= Cyril James Stubblefield =

British geologist

Sir (Cyril) James Stubblefield FRS (1901–1999) was a British geologist. Stubblefield was president of the Geological Society of London from 1958 to 1960 and was director of the Geological Survey of Great Britain from 1960 until 1966.

==Early life==
Stubblefield was born in Cambridge, the only son of a gardener and his wife. He gained a scholarship to The Perse School, Cambridge.

==Education==
After work as a junior factory chemist, Stubblefield moved to London to continue his education in evening classes at the South-Western Polytechnic (later Chelsea College). He gained a scholarship to Imperial College, London, where he gained an ARCS and BSc in geology in 1923, with first class honours. Stubblefield was a member of the Links Club of the City and Guilds College whilst at Imperial College.

==Career==
In 1923, Stubblefield was appointed demonstrator in geology at Imperial and began research into the early Palaeozoic rocks of Shropshire, in parallel with Oliver Bulman. His work was supported by the Daniel Pidgeon fund of the Geological Society, and he gained his PhD in 1925. In 1929 he published the Handbook of the Geology of Great Britain with J. W. Evans.

In 1928 Stubblefield joined the palaeontology department of the Geological Survey, at the Museum of Practical Geology. Here he worked on the Lower Palaeozoic fossils of Shrewsbury, the Carboniferous of the coalfields of south Wales, Kent, and Cumbria.

Stubblefield became chief palaeontologist of the survey in 1947, assistant director in 1953 and director in 1960. As director, Stubblefield oversaw the reorganisation of the British and Overseas surveys, and the Museum of Practical Geology into the Institute of Geological Sciences. He retired in 1966.

==Honours==
Stubblefield was secretary of the Palaeontographical Society from 1934 to 1948, and subsequently president and compiler of the trilobite section of Zoological Record. He was president of the Geological Society (1958–60), receiving the Murchison Fund, the Bigsby medal (1945), and the Murchison Medal (1951).
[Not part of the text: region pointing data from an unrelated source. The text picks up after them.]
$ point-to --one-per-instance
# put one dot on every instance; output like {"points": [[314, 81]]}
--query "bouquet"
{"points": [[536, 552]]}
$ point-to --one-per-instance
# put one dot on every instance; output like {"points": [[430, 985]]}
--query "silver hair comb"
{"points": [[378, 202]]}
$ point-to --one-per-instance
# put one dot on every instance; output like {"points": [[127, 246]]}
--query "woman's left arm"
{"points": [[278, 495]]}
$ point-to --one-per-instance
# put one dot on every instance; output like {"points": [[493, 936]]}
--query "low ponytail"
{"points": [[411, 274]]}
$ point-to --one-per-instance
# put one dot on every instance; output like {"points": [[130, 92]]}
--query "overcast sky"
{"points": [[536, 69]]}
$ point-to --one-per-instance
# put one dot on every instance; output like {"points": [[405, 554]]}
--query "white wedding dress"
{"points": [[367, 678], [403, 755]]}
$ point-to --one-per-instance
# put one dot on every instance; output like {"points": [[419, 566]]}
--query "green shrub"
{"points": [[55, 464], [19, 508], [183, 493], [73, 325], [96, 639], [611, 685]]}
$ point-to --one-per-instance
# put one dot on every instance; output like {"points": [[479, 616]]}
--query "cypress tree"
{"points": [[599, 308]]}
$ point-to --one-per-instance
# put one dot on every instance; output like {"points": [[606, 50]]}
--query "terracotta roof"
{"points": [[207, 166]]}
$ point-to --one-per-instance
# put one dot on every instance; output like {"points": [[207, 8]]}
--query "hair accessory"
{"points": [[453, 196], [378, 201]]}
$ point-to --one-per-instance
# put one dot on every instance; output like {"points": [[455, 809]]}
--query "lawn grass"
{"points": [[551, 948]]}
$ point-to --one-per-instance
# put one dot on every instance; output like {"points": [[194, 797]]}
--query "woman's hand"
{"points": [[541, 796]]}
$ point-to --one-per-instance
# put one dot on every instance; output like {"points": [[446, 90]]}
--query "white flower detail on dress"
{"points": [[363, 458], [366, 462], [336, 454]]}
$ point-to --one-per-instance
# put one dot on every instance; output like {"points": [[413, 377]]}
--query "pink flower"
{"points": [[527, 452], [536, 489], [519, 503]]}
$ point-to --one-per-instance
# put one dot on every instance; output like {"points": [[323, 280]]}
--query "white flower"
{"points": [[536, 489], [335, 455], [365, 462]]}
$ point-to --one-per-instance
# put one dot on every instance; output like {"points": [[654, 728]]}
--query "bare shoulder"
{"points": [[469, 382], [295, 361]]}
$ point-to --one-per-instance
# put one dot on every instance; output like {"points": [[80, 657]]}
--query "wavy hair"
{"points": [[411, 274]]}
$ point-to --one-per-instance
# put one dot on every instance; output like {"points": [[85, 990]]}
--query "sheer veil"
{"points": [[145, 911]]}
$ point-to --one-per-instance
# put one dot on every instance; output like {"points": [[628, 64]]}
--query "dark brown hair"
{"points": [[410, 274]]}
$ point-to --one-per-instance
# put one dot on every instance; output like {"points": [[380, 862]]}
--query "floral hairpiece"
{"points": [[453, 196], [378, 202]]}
He received his London DSc in 1942, and was elected Fellow of the Royal Society (FRS) in 1944. Stubblefield was knighted in the 1965 New Year Honours. He was president of the Sixth International Congress of Carboniferous Geology and Stratigraphy in 1967, and president of the Palaeontographical Society from 1966 to 1970. A trilobite genus, Stubblefieldia, was named in his honour, as were many other species.

==Private life==
Stubblefield married Muriel Yakchee in 1932. They had two sons Rodney and Peter. He died in 1999 and was cremated in Ruislip.